ENDO and of T1DM are complex conditions due to their polygenic nature and their susceptibility to environmental triggers. Figure 1 is a schematic summary of how immune dysfunction and enhanced inflammatory status may promote ENDO and T1DM in high-risk women and the overlaps in the association of each condition to many clinical disorders. Reproductive-age women with co-morbid ENDO and T1DM may suffer from infertility at a higher rate than those with either condition yet pre-conception counseling for this cohort of women is likely non-existent, given their asymptomatic nature at early stages. Moreover, current therapies addressing ENDO to mitigate infertility can exacerbate T1DM via their negative effects on glucose control. Thus, there is a current unmet need to identify and develop novel therapeutic strategies that are safe and effective to address these co-morbid conditions. Relevant and convenient animal models that concomitantly recapitulate T1DM and ENDO are crucial for the design of mechanistic studies to address how T1DM can promote ENDO and conversely, how ENDO may complicate T1DM. The provision of these animal models will advance current understanding of biomarkers for predicting disease development and therapeutically targetable pathways to ameliorate disease pathogenesis. Finally, ENDO and T1DM should continue to be at the forefront of future research since there remains a large gap in knowledge on how genetic, endocrine and immunological factors contribute to their onset and progression.

Figure 1
Figure 1

A schematic summary of immune system components potentially involved in co-morbid endometriosis and type 1 diabetes. Also shown are the substantial overlaps in clinical disorders associated with each condition.

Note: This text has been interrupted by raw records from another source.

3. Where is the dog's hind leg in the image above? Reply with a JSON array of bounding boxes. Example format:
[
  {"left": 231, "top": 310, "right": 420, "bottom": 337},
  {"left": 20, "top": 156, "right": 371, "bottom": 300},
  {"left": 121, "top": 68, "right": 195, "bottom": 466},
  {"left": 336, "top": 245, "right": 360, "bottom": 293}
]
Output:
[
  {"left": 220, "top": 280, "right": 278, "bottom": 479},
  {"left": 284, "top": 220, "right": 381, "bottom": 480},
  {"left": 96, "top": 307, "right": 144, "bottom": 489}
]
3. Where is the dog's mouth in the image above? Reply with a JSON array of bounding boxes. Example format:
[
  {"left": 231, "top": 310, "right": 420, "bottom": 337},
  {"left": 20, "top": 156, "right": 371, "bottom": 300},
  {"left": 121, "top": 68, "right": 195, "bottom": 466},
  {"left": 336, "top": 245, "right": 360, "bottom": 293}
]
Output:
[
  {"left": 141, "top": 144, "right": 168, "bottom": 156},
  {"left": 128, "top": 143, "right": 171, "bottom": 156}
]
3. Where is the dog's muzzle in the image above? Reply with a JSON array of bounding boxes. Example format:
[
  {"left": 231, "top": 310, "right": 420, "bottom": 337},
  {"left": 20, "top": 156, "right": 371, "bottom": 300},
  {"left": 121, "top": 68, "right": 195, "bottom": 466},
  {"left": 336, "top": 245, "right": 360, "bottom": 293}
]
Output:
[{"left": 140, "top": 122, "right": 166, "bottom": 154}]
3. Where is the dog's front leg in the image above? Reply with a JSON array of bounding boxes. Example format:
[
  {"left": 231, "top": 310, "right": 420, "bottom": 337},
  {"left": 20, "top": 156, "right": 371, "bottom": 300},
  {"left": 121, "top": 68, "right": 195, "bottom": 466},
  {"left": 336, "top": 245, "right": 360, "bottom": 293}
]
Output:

Citation: Journal of Endocrinology 243, 3; 10.1530/JOE-19-0248

Declaration of interest

The authors declare that there is no conflict of interest that could be perceived as prejudicing the impartiality of this review.

Funding

Work described in this review from our laboratory was supported in part by the National Institutes of Health (HD21961), the Sturgis Foundation and the Development Enhancement Awards for Proposals Grant Program of the University of Arkansas for Medical Sciences.